Exact Generalisation Error Exposes Benchmarks Skew Graph Neural Networks Success (or Failure)

Graph Neural Networks (GNNs) have become the standard method for learning from networks across fields ranging from biology to social systems, yet a principled understanding of what enables them to extract meaningful representations, or why performance varies drastically between similar models, remains elusive. These questions can be answered through the generalisation error, which measures the discrepancy between a model's predictions and the true values it is meant to recover.

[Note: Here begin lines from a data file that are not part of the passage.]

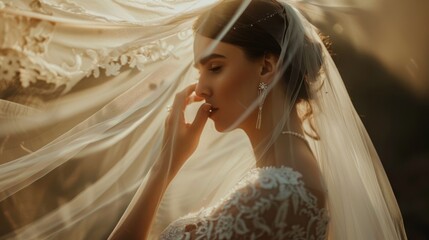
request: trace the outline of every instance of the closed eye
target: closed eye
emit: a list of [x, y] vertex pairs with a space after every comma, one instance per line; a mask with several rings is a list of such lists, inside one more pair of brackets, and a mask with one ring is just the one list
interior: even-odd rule
[[209, 68], [209, 71], [212, 73], [218, 73], [218, 72], [220, 72], [221, 69], [222, 69], [222, 66], [213, 66], [213, 67]]

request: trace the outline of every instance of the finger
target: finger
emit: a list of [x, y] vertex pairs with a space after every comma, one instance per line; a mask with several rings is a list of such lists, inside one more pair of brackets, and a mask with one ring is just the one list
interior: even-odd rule
[[165, 120], [164, 120], [164, 127], [165, 127], [165, 128], [167, 128], [167, 127], [168, 127], [168, 125], [170, 125], [170, 121], [171, 121], [171, 120], [170, 120], [170, 119], [171, 119], [171, 118], [170, 118], [170, 115], [171, 115], [171, 114], [170, 114], [170, 113], [168, 113], [167, 117], [166, 117], [166, 118], [165, 118]]
[[189, 104], [194, 103], [194, 102], [201, 102], [201, 101], [203, 101], [203, 100], [205, 100], [205, 98], [203, 98], [203, 97], [200, 97], [200, 96], [196, 95], [196, 94], [195, 94], [195, 92], [194, 92], [193, 94], [191, 94], [191, 95], [186, 99], [186, 105], [189, 105]]
[[185, 89], [183, 89], [179, 94], [181, 95], [181, 97], [184, 97], [185, 102], [182, 103], [182, 111], [185, 110], [186, 106], [199, 100], [198, 98], [195, 98], [195, 89], [197, 87], [197, 84], [191, 84], [188, 87], [186, 87]]
[[198, 109], [197, 116], [195, 116], [194, 122], [192, 123], [192, 128], [194, 131], [200, 135], [206, 125], [207, 119], [210, 115], [211, 105], [209, 103], [204, 103]]
[[184, 111], [185, 110], [186, 98], [189, 97], [191, 95], [191, 93], [194, 92], [196, 86], [197, 86], [196, 83], [191, 84], [176, 94], [176, 97], [174, 98], [174, 102], [173, 102], [173, 110], [175, 110], [175, 111]]
[[176, 94], [171, 110], [171, 115], [175, 116], [180, 122], [185, 122], [185, 108], [187, 106], [186, 99], [195, 91], [197, 84], [191, 84], [179, 93]]
[[205, 98], [200, 97], [200, 96], [198, 96], [198, 95], [195, 95], [195, 96], [194, 96], [194, 101], [196, 101], [196, 102], [201, 102], [201, 101], [203, 101], [203, 100], [205, 100]]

Although several works have derived generalisation error bounds, learning theoretical bounds are typically loose, restricted to a single architecture, and offer limited insight into what governs generalisation in practice. In this work, we take a fundamentally different approach by deriving the exact generalisation error for a broad range of linear GNNs, including convolutional, PageRank-based, and attention-based models, through the lens of signal processing. Our exact generalisation error exposes a strong benchmark bias in existing literature: commonly used datasets exhibit high alignment between node features and the graph structure, inherently favouring architectures that rely on it. We further show that the similarity between connected nodes (homophily) decisively governs which architectures are best suited for a given graph, thereby explaining how specific benchmark properties systematically shape the reported performance in the literature. Together, these results explain when and why GNNs can effectively leverage structure and feature information, supporting the reliable application of GNNs.

翻译：图神经网络（GNNs）已成为从生物学到社会系统等多个领域中从网络进行学习的标准方法，然而，对于是什么让它们能够提取有意义的表示，或者为什么相似模型之间的性能差异巨大，仍缺乏原理性的理解。这些问题可以通过泛化误差来回答，泛化误差衡量模型预测与其旨在恢复的真实值之间的差异。尽管已有若干研究推导出泛化误差界，但学习理论界通常较为松散，局限于单一架构，并且对实践中支配泛化过程的因素提供的见解有限。在本研究中，我们采取了一种根本不同的方法，通过信号处理的视角，为包括卷积型、基于PageRank型和注意力型模型在内的广泛线性GNNs推导出精确的泛化误差。我们的精确泛化误差揭示了现有文献中存在的强基准偏差：常用数据集在节点特征与图结构之间表现出高度对齐，这固有地偏好依赖图结构的架构。我们进一步表明，连接节点之间的相似性（同质性）决定性地支配着哪种架构最适合给定图，从而解释了特定的基准属性如何系统性地塑造文献中报告的性能。综合这些结果，本研究解释了GNNs何时以及为何能有效利用结构和特征信息，从而支持GNNs的可靠应用。